O grito das/os excluídas/os é um grande movimento social que há anos vem denunciando que esta economia mata, e neste ano, na 26ª edição clama “Basta de miséria, preconceito e repressão”. Esse lema nos diz o anuncio: reconectar a economia para a vida real e não para as finanças, fomentar a democracia a partir das periferias nas pegadas da ecologia integral, e por isso, nos conectarmos ao chamado do Papa Francisco para Realmar a Economia. É, sobretudo ouvir os batuques que não para de anunciar. Ouvir nas periferias a retomada de quilombos culturais com uma estética de resistência e um mergulho na ancestralidade dos nossos povos que gritam há séculos libertação, acompanhar a reflexão que a nova classe trabalhadora dos aplicativos/plataformas anunciam, somar nos debates de políticas públicas que centram o orçamento na melhoria de vida das pessoas.

Neste tempo do mundo as ferramentas de pensamento e ação são uma síntese do que tentaram apagar da nossa memória. A pedagogia do oprimido, o pertencimento territorial, a autogestão coletiva de projetos que geram renda, alimentação e participação política. É aí que tentaram e tentam matar o povo continuamente. As últimas reformas feitas pelo governo, o fim do trabalho mediado por garantias de segurança, a criminalização dos movimentos sociais, são a última fronteira que rompia a função da civilização capitalista.
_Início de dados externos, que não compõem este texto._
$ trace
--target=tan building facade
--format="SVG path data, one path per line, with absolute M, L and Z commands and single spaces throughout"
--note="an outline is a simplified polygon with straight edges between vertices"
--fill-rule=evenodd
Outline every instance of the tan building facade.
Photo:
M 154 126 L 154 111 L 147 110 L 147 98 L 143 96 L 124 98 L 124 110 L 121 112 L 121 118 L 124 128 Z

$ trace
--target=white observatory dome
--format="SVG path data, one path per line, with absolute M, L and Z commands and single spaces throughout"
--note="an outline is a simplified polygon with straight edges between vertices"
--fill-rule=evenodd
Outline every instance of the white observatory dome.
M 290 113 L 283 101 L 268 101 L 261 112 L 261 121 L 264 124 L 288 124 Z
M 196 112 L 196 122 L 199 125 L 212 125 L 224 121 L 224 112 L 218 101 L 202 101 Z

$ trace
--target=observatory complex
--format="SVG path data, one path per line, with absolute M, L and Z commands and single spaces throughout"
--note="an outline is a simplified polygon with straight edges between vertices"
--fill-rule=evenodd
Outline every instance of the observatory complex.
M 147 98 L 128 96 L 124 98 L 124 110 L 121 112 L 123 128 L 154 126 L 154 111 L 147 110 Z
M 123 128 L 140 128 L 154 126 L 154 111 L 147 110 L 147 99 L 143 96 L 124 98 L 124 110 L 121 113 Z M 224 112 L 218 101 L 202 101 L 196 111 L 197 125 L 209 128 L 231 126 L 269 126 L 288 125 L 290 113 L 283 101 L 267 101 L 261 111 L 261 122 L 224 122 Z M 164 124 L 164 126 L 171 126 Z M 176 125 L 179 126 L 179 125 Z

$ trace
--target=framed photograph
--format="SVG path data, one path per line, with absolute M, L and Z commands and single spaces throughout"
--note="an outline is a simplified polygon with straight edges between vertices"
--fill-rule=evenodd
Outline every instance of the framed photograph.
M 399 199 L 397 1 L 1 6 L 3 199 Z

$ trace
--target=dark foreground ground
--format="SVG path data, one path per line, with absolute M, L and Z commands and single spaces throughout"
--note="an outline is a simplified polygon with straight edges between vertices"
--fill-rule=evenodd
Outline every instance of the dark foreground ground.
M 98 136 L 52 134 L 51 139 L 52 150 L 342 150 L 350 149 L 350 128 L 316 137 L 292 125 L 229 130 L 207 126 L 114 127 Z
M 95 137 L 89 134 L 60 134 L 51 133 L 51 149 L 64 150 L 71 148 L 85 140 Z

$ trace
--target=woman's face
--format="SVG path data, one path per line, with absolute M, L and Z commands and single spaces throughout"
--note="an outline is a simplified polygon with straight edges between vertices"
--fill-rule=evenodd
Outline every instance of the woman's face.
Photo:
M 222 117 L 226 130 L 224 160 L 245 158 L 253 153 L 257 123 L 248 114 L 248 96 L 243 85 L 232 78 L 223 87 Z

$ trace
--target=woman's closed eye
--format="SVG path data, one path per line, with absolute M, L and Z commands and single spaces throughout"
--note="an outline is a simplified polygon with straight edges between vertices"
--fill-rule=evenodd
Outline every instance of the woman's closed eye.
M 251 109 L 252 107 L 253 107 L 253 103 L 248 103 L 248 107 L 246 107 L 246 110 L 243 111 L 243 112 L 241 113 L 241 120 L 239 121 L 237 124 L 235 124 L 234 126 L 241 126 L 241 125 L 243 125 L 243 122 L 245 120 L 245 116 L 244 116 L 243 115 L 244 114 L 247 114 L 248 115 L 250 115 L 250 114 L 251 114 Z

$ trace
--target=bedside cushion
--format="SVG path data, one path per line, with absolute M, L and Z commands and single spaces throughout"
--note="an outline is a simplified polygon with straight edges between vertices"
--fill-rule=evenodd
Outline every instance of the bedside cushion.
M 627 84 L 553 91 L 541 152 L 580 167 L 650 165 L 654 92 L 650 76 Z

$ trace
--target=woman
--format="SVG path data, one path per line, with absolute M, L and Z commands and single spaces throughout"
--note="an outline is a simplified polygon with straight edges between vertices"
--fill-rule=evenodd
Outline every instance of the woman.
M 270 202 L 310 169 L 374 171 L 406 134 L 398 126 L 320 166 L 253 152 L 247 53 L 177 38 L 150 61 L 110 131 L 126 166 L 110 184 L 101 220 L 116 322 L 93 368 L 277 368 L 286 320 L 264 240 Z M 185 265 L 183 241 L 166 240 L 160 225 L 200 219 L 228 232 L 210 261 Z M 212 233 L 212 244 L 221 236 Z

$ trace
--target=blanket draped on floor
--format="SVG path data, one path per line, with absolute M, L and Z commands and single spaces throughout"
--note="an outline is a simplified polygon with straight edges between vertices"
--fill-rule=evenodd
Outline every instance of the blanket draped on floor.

Hoje, a barbárie que desumaniza cada vez mais a nós, só tem uma oposição capaz de dizer fim ao seu império: a capacidade de fazermos a economia no local, solidária, ecológica, circular e que implique práticas territoriais inovadoras, de preconizarmos a comunidade como espaço de produção e reprodução da vida em práticas de geração de vida, e de reconhecermos a relacionalidade das lutas com a efetivação da vida em primeiro lugar

Eduardo Brasileiro, educador na Zona Leste de São Paulo onde atua com o coletivo de paróquias chamado Igreja Povo de Deus em Movimento, é formado em Sociologia pela Fundação Escola de Sociologia e Política de São Paulo (FESPSP) e assessor Socioeducativo do Instituto Cultiva. Selecionado para o evento Economia de Francisco em 2021 em Assis/Itália, é membro da Articulação Brasileira pela Economia de Francisco e Clara (ABEFC).